Dispatch records later revealed police failed to follow up on repeated concerns from neighbors and friends who feared Katie was still inside.
Those records confirmed Dibble also urged police to search the house months before Katie’s body was finally found.
Dibble said she told police in June 2021 that Katie was “most likely dead in her home.” According to Dibble’s notes, an MPD sergeant assured her during a phone conversation that the department would coordinate resources to clear the house and find Katie “in the next few days.”
But hours after that call, Sergeant Alice White told her supervisors she did not want to send officers back to the home.
“I couldn’t responsibly allow officers to respond to this again,” White wrote in an email obtained by 5 INVESTIGATES.
City records confirm no one from Minneapolis police or any other city department searched the house for another two months.
“[MPD] didn’t do their job,” Dibble said in an interview last week. “They really didn’t.”
A spokesperson for Minneapolis police said they are still reviewing the details in this case and cannot provide a statement at this time.
“If there is a body in the home…”
Initially, Dibble said she was relieved that someone was finally going to take action.
“The sergeant called me and was like, ‘Hey, I was looking through all these notes. It looks like we did go in the house. There were dead cats. It’s a hoarding hazard. Because of the biohazard nature of this, we can’t do anything tonight, but we’ll look into it,'” Dibble recalled.
According to notes Dibble sent to colleagues at the medical examiner’s office, Sgt. White also acknowledged “the hoard probably collapsed onto Kathleen which is why she was not initially found” during the first search.
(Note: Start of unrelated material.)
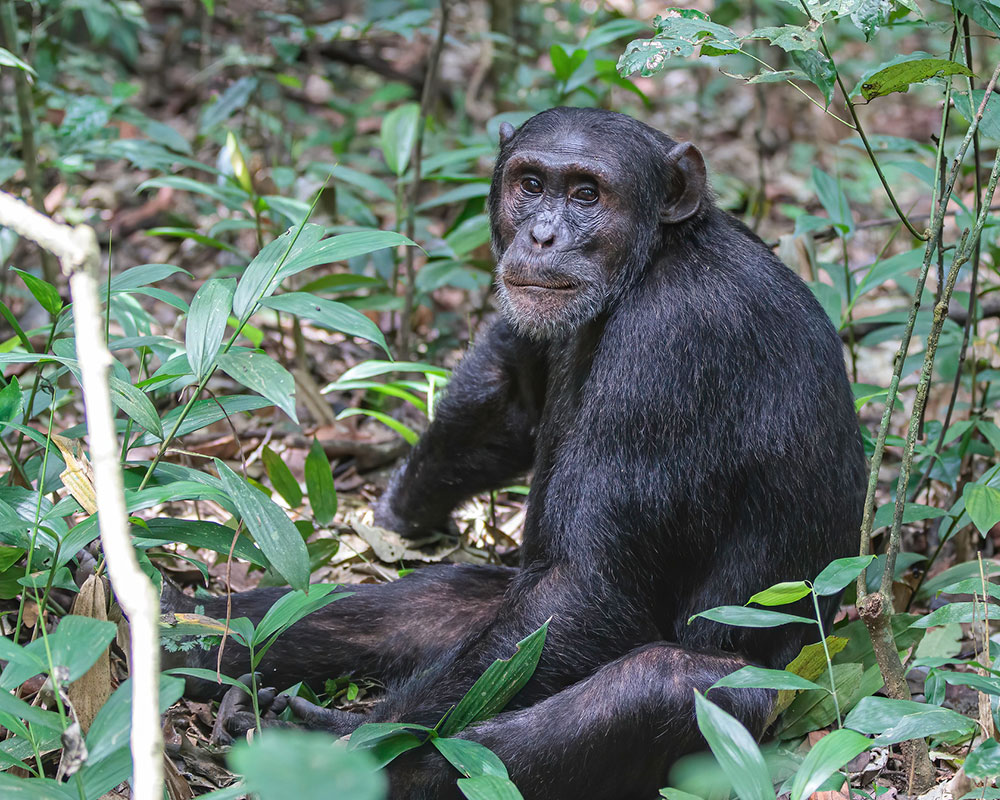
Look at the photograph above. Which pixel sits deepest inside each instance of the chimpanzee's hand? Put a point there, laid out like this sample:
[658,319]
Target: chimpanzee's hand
[236,715]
Dibble’s hope faded in the weeks that followed when she said she didn’t hear from MPD again.
She was unaware that Sgt. White expressed reservations about searching the home again for a possible body “given months have passed” and the temperature was near 90 degrees, according to one internal email obtained by 5 INVESTIGATES.
“If there is a body in the home, this is a biohazard situation that would require equipment MPD does not possess,” White wrote to her supervisors hours after Dibble called in the tip.
“There’s so many signs that she’s dead in there,” Dibble said. “But again, they don’t do anything.”
“They failed.”
Dibble wasn’t the only one to raise red flags about Katie. Neighbors kept calling 911 after they hadn’t seen her around the neighborhood or frequenting the local church food shelf.
But 5 INVESTIGATES found Katie’s house remained boarded up all summer, despite half a dozen “check welfare” calls to Minneapolis police.
According to a city spokesperson, MPD did not contact the housing department to search Katie’s house until August — nearly two months after Dibble warned police that she was likely dead inside.
“It needs to be brought to people’s attention that they failed,” Dibble said.
After the city condemned the home, crews cleaning out the house found Katie’s body in September 2021.
Dibble, who no longer works in Minnesota, remembers that day at the ME’s office with sharp clarity. She walked into the large cooler, scanning the body bags until her eyes found the one labeled NORTON.
“She’s finally here,” she thought to herself.